The oil industry approved 33 new major projects last year from Norway and Newfoundland to the Gulf of Mexico and Guyana, three times more than in 2016, the worst year of the recent oil bust. Globally, drillers spent some $76 billion on major oil and gas projects in 2016; in 2017, $90 billion.
“What we’re seeing around the world is a move toward growth,” said Julie Wilson, an analyst at Wood Mackenzie.
Shell’s investment in the U.K. oil field comes as crude prices reach the highest levels seen in years. U.S. oil prices rose 50 cents on Friday to settle at $64.30 a barrel, the highest settlement since December 5, 2014.
Despite increased investment in renewables by companies like Shell, spending on wind and solar remains tiny compared to what the world’s biggest energy companies spend on developing oil fields. In 2015, Shell spent $600 million and employed 1,500 people in Texas and Louisiana to build parts for its so-called Appomattox platform, expected to be the company’s largest offshore platform in the Gulf of Mexico, part of a multibillion-dollar project expected to start pumping oil by the end of the decade.

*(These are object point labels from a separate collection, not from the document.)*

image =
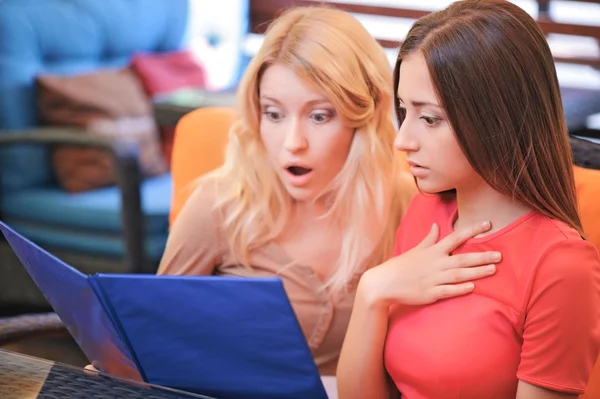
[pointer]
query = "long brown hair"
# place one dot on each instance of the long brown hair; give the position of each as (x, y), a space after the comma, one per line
(493, 72)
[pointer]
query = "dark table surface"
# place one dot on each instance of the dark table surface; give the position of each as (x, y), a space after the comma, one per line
(24, 376)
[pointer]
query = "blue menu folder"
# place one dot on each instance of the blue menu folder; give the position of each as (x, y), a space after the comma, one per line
(225, 337)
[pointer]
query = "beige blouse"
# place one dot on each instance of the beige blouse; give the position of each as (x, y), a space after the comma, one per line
(196, 246)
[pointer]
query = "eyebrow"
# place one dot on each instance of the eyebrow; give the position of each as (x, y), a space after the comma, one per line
(421, 103)
(311, 102)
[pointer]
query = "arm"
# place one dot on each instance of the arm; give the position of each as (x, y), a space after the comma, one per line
(420, 276)
(528, 391)
(194, 246)
(361, 358)
(561, 334)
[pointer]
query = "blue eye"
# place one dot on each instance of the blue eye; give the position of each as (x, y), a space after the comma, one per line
(431, 121)
(273, 116)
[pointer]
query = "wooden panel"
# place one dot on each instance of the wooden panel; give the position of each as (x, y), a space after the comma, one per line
(262, 12)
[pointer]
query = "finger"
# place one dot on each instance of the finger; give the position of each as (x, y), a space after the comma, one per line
(457, 238)
(455, 276)
(431, 237)
(471, 259)
(452, 290)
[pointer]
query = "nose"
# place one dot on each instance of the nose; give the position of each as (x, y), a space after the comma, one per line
(405, 141)
(295, 138)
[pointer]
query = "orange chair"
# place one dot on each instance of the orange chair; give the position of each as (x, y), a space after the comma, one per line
(198, 147)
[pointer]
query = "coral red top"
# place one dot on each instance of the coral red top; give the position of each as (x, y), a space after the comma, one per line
(535, 320)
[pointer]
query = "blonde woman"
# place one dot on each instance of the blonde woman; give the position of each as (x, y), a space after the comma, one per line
(311, 189)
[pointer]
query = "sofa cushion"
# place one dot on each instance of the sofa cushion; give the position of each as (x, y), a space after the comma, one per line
(66, 37)
(90, 221)
(110, 104)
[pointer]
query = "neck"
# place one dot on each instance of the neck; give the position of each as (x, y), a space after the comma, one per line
(308, 210)
(482, 203)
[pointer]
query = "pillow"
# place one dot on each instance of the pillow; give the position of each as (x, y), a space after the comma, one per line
(109, 104)
(162, 73)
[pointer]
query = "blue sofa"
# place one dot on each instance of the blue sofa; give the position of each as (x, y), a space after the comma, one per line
(115, 229)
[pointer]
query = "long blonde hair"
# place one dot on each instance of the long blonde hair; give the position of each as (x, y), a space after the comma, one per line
(332, 51)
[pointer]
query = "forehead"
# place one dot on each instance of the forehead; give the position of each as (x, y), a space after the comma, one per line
(283, 83)
(415, 80)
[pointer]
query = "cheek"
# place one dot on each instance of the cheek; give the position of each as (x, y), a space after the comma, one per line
(339, 146)
(456, 161)
(271, 141)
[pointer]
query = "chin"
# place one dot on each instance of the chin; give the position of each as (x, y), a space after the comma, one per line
(429, 188)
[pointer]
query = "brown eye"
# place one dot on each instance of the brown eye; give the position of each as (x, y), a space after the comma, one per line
(431, 122)
(320, 117)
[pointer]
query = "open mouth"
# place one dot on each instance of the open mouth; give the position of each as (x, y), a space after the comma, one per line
(298, 170)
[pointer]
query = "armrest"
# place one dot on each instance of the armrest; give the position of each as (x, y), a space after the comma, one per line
(128, 179)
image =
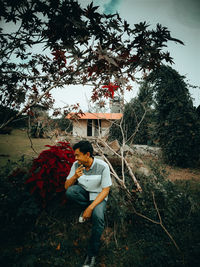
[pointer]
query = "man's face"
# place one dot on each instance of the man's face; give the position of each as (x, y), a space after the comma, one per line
(80, 157)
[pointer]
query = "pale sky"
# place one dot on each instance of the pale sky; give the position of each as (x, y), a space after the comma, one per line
(181, 17)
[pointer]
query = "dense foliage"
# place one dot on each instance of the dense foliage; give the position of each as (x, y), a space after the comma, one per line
(138, 124)
(177, 123)
(49, 171)
(75, 46)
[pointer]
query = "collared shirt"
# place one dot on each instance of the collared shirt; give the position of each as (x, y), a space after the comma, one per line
(95, 179)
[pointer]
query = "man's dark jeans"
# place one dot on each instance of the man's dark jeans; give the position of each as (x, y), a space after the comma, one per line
(79, 195)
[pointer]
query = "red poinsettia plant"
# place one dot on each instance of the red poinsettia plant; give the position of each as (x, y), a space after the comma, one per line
(111, 89)
(49, 171)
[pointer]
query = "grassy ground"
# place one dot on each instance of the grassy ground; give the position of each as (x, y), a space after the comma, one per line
(53, 237)
(17, 144)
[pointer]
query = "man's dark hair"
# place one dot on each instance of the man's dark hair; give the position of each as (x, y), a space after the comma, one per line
(84, 147)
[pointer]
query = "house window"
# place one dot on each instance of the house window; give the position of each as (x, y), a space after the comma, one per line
(89, 128)
(97, 127)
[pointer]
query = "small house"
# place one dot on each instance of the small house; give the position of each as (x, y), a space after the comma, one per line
(93, 124)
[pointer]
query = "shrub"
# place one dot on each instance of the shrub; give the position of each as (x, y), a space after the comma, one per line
(49, 171)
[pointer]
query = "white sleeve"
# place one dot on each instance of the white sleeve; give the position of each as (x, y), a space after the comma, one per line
(72, 171)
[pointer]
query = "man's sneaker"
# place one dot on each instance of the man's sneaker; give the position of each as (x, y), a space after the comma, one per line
(81, 220)
(89, 261)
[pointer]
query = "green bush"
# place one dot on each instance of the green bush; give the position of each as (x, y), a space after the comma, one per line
(178, 126)
(53, 237)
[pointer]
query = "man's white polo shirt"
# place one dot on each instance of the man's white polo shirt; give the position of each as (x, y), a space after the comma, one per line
(95, 179)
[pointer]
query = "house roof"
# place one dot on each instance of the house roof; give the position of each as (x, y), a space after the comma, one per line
(95, 116)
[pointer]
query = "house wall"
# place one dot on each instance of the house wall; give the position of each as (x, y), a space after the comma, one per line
(105, 125)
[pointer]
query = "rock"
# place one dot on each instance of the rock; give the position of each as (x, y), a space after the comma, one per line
(145, 150)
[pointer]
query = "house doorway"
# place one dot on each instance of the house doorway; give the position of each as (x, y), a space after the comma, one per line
(89, 128)
(97, 127)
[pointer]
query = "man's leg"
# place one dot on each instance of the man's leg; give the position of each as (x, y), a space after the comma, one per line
(78, 194)
(98, 224)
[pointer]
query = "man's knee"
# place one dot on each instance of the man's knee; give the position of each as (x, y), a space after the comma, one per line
(71, 192)
(98, 214)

Still, analysts, government agencies and even European oil companies have predicted for years that the global oil demand will stop growing and start to decline sometime in the next few decades.
Both Shell and Norway’s Statoil have published forecasts for peak oil demand hitting by 2030; others, like Total, predict 2040. Their American counterparts, like California-based Chevron and Texas-based Exxon Mobil, don’t foresee oil demand peaking anytime soon.
“The Europeans are well ahead of U.S. energy companies in alternative energy,” said Brian Youngberg, an analyst at Edward Jones in St. Louis. “They’re diversifying the company into renewable energy to eventually drive growth for the company.”
The shift to renewable energy seems inexorable. Last year, Wood Mackenzie told the Houston Chronicle that it believes major oil companies will shift $1 for every $5 they spend on drilling today into solar panels and wind turbines.
In recent years, as the fossil fuel industry has faced increasing regulations and public pressure aimed at slowing climate change, major European oil companies such as Shell have made investments in Texas and around the world to prepare for a low carbon future. For instance, the British oil giant BP operates four wind farms in Texas. Late last year, Total signed an agreement with the French merchant power company Engie to acquire its portfolio of liquefied natural gas – the cleanest burning fossil fuel – for $1.49 billion.
In September, Shell acquired MP2 Energy, a Woodlands-based power generator and retail electric company that has partnered with California-based SolarCity to offer rooftop solar panels for lease or to buy.
For Shell, which already has interest in six wind farms and trades renewable energy, the Silicon Ranch transaction adds to a growing renewable business.
If regulators determine that the deal does not violate anti-trust laws, Shell will acquire a 43.83 share in Silicon Ranch, with an option to expand its shares by 2021, the company said. Shell’s stake in the company will include around 800 megawatts of solar projects currently operating or under contract. One megawatt is enough to power 200 homes on a hot Texas day.